Andred of Albans wrote:I would very much like to see someone start a campfire at the next BBQ by saying, "okay, I cast a fireball at the log in the fire pit" :lol:
Yeah some real world Elijah action would be pretty cool to see. :)
Andred of Albans wrote:Most "spells" in real world occultism are long, drawn out rituals that require extensive preparation and achieve rather subtle results (e.g. one "finds" treasure, wins a lawsuit, gains influence, etc.). D&D spells are quick, easy to do and have dramatic results (e.g. a fireball toasts the orcs, a magic missile takes out the hobgoblin shaman, a character can fly over a chasm, etc.)
Yeah it is rather interesting about that (at least in my passing familiarity with it), it seems that real world occultism magic matches the Conan/sword & sorcery type magic at least in terms of ritual and length. In From a scripture perspective, one example that stands out is the King of Moab in 2 Kings. He's getting is destroyed by the Israelite army, and as a last ditch effort, sacrifices his oldest son - as a burnt offering. This sacrifice causes a great wrath to come against Israel.
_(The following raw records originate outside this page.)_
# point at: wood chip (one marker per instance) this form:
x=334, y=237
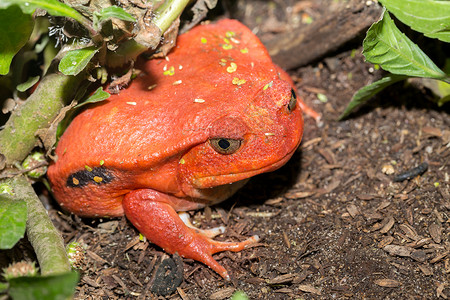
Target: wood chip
x=385, y=241
x=426, y=270
x=328, y=155
x=133, y=242
x=95, y=257
x=90, y=281
x=309, y=289
x=298, y=195
x=432, y=131
x=222, y=294
x=388, y=283
x=439, y=257
x=274, y=201
x=353, y=210
x=383, y=205
x=440, y=290
x=366, y=196
x=388, y=223
x=435, y=232
x=284, y=290
x=419, y=255
x=409, y=231
x=311, y=142
x=398, y=250
x=282, y=279
x=182, y=294
x=286, y=240
x=120, y=282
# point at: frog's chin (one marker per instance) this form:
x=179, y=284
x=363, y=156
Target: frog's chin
x=219, y=180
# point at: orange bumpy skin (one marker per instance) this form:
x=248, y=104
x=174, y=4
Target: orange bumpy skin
x=188, y=132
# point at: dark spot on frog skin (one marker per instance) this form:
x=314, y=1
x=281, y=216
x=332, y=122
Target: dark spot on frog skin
x=100, y=175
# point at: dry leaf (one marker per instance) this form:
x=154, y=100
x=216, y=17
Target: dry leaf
x=222, y=294
x=387, y=282
x=309, y=289
x=398, y=250
x=435, y=232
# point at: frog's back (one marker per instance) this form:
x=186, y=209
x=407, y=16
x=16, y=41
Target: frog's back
x=215, y=70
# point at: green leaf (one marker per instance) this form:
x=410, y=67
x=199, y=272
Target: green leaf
x=430, y=17
x=13, y=219
x=28, y=84
x=97, y=96
x=76, y=60
x=60, y=286
x=3, y=287
x=15, y=30
x=387, y=46
x=114, y=12
x=53, y=7
x=367, y=92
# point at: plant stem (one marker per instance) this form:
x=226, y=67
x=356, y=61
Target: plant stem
x=43, y=236
x=169, y=12
x=18, y=137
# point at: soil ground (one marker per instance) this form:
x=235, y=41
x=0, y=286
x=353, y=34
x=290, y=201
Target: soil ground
x=333, y=222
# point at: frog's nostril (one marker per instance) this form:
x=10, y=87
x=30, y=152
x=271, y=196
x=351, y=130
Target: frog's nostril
x=292, y=102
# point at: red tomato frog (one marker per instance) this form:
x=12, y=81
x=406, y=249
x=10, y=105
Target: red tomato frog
x=188, y=132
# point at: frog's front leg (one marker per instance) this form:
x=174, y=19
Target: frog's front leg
x=153, y=213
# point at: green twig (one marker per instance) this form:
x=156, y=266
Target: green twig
x=43, y=236
x=169, y=12
x=18, y=137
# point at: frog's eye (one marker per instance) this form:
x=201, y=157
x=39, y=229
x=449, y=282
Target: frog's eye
x=292, y=102
x=224, y=145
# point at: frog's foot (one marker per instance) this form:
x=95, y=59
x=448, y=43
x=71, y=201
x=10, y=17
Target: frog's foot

Exodus shows us Pharaoh's magician matching some of Moses supernatural stuff (the sticks to snakes and the water into blood), which comes across like D&D spells - quick, easy to do and dramatic results. Though I don't know if it was a rapidly accomplished as Moses demonstrated. But it appears to be just as rapid, and was enough for Pharaoh to scoff at Moses.

I haven't played that much D&D 4e, but it seems like they wanted to bring in a Sword & Sorcery element with the rituals which took longer and seemed to be used as more of a cut scene type thing.